We verwijzen de term biotisch naar levende wezens terwijl abiotische dingen die niet-levend zijn. Organismen die voedingsstoffen verkrijgen, metabolisme uitvoeren, energie produceren en zich in de omgeving kunnen verplaatsen, zijn biotisch. Ze kunnen groeien, zich voortplanten, de homeostase onderhouden, zich aanpassen en evolueren. Abiotische voorbeelden zijn - een rots, grond, enz.
Soms is een ecosysteem opgedeeld in een biotisch en abiotisch ecosysteem. De gemeenschap van de organismen die in het gebied leven, bestaat uit de biotische componenten van het ecosysteem. De gemeenschap omvat de organismen en acties zoals mutualisme en predatie.
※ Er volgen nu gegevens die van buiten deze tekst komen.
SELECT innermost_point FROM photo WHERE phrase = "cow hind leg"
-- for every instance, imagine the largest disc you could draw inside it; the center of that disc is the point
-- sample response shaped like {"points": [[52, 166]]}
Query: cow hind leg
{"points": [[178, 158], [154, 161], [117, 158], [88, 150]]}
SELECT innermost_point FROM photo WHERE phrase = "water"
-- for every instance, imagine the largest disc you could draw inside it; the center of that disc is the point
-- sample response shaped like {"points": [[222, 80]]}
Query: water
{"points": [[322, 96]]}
En de omgeving waarin de organismen gedijen, is het abiotische ecosysteem. De abiotische componenten omvatten de energie die wordt geproduceerd door het cirkelen van voedingsstoffen, de zonne-energie en andere niet-levende componenten in het ecosysteem. De abiotische componenten van het ecosysteem kunnen temperatuur, licht, luchtstroming, enz. Zijn.
Biotische componenten vormen een ecosysteem en zijn de levende componenten in de omgeving van het organisme. In een graslandecosysteem kunnen biotische componenten worden gecategoriseerd als producenten, consumenten en decomposers. De producenten vangen de zonne-energie op, gebruiken de beschikbare voedingsstoffen en produceren energie. Grassen, bomen, korstmossen, cyanobacteriën, enz. Zijn bijvoorbeeld producent. Consumenten hebben niet het vermogen om zelf energie te produceren of af te vangen en zijn afhankelijk van de producenten. Het zijn de herbivoren, carnivoren en alleseters. Ontleders breken de organische laag af die voedingsstoffen voor de producenten oplevert. Insecten, schimmels, bacteriën, enz. Zijn voorbeelden van decomposers. In het graslandecosysteem is de grond de belangrijke schakel tussen de biotische en abiotische componenten.
Abiotische factoren beïnvloeden de levende organismen in een gemeenschap. In een kaal ecosysteem beginnen nieuwe organismen het ecosysteem te koloniseren. Ze zijn afhankelijk van de omgevingscomponenten om goed te gedijen in het systeem. Deze omgevingscomponenten die de bloei van de organismen vergemakkelijken, zijn de abiotische factoren. Het kan de grond, het klimaat, water, energie en alles zijn dat het voedsel van het organisme helpt. De abiotische componenten beïnvloeden de evolutiecyclus.
Als een factor in een ecosysteem wordt gewijzigd, kan dit het hele systeem beïnvloeden. De beschikbaarheid van de andere bronnen in het systeem kan als geheel worden beïnvloed. Mensen zijn in staat om de fysieke omgeving te veranderen door ontwikkeling, constructie, landbouw en vervuiling. Als gevolg hiervan veranderen de abiotische componenten in het systeem en beïnvloeden ze de biotische organismen. Het broeikaseffect treft vele organismen zoals planten en microben. Zure regen heeft geresulteerd in de vernietiging van de vispopulatie.
Afgezien van biotische en abiotische factoren, zijn er enkele factoren die het aantal en het soort organismen in een systeem bepalen. Deze factoren staan bekend als beperkende factoren. De beperkende factoren zijn in staat om de overbevolking van een soort te beperken. Op het noordpoolgebied beperkt de permanent lage temperatuur de groei van bomen en andere planten.